AI MSE 2025
Poster
Comparative evaluation of Detectron2 Mask R-CNN and YOLOV8-Seg for microstructural image analysis in high-temperature superalloys
II

Isaac Iwediba (Ph.D.)

University of Strathclyde

Iwediba, I. (Speaker)¹; Vorontsov, V.¹; Wong, A.¹
¹University of Strathclyde, Glasgow (United Kingdom)

Comparative evaluation of Detectron2 Mask R-CNN and YOLOV8-Seg for microstructural image analysis in high-temperature superalloys

I.Iwediba*, V.A. Vorontsov

Department of Design Manufacturing and Engineering Management, University of Strathclyde, Glasgow, United Kingdom, G1 1XJ

*isaac.iwediba@strath.ac.uk


A dataset of microstructural images of a Ni-based superalloy labeled for the gamma-prime intermetallic phase was split into “train” and “test” sets. Both datasets were employed to evaluate two deep learning models for segmentation quality. The same preprocessing, image augmentations and data splits were used for both models, to compare them under fair conditions.

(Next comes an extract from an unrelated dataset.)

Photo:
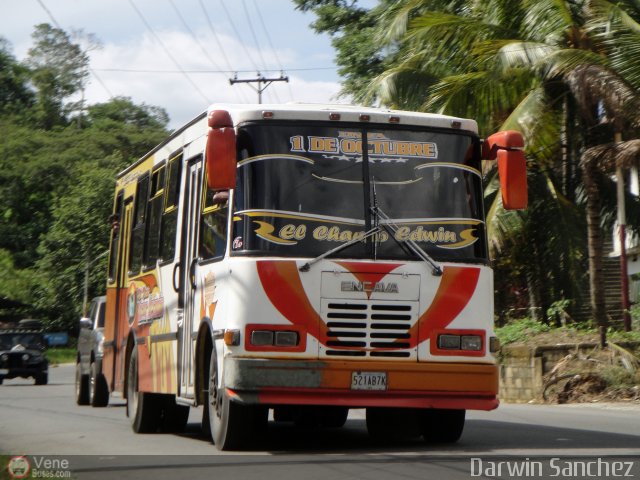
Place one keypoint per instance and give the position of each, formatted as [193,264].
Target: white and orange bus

The first model used was the Detectron2 Mask R-CNN. It is a two-staged framework which first generates potential regions and subsequently refines them as object masks[1, 2]. It achieved a 41.89% in terms of mean average precision (mAP@[0.50:0.95]) on the “test” data. There was a particularly high performance for images with large gamma-prime precipitates, with an average precision of 99.0%. This demonstrates the model’s capability for picking up large, high-contrast features. It had a lower performance when used on images with small features, with an average precision of 32.3%. These sources of weakness are prevalent in approaches using region proposals. The second method was YOLOv8-Seg. It is one-stage model that directly predicts and segments objects in a single shot. It was more memory efficient, faster to train and could be run in real time [3]. This makes it suitable for high-throughput pipelines, or use under the constraints of a slow hardware configuration. Analysis of the two datasets further proved that YOLOv8-Seg was well suited to segmentation of images with more varied precipitate distributions. The comparative analysis highlights an inherent trade-off. On the large gamma-prime regions, Detectron2 presented more accuracy. YOLOv8-Seg achieved faster training and inference, higher flexibility for precipitate-dense microstructures. These observations are also consistent with what is known from computer vision systems in general: two-stage models produce more precise, but less computationally efficient outputs, whereas one-stage models focus on speed instead [4, 5]. This work will assist in the determination of segmentation tools towards materials informatics in the context ofe metallurgical manufacture. It shows that precise segmentation is critical to the automation of phase, particle/precipitate size, and morphology quantification in high-temperature superalloys. Through analyzing the strengths and limitations of each approach, this work demonstrates case-specific rationale for choosing one segmentation model over another based on either accuracy or efficiency demand. This can be used to expedite metallurgical research and design of advanced manufacturing processes.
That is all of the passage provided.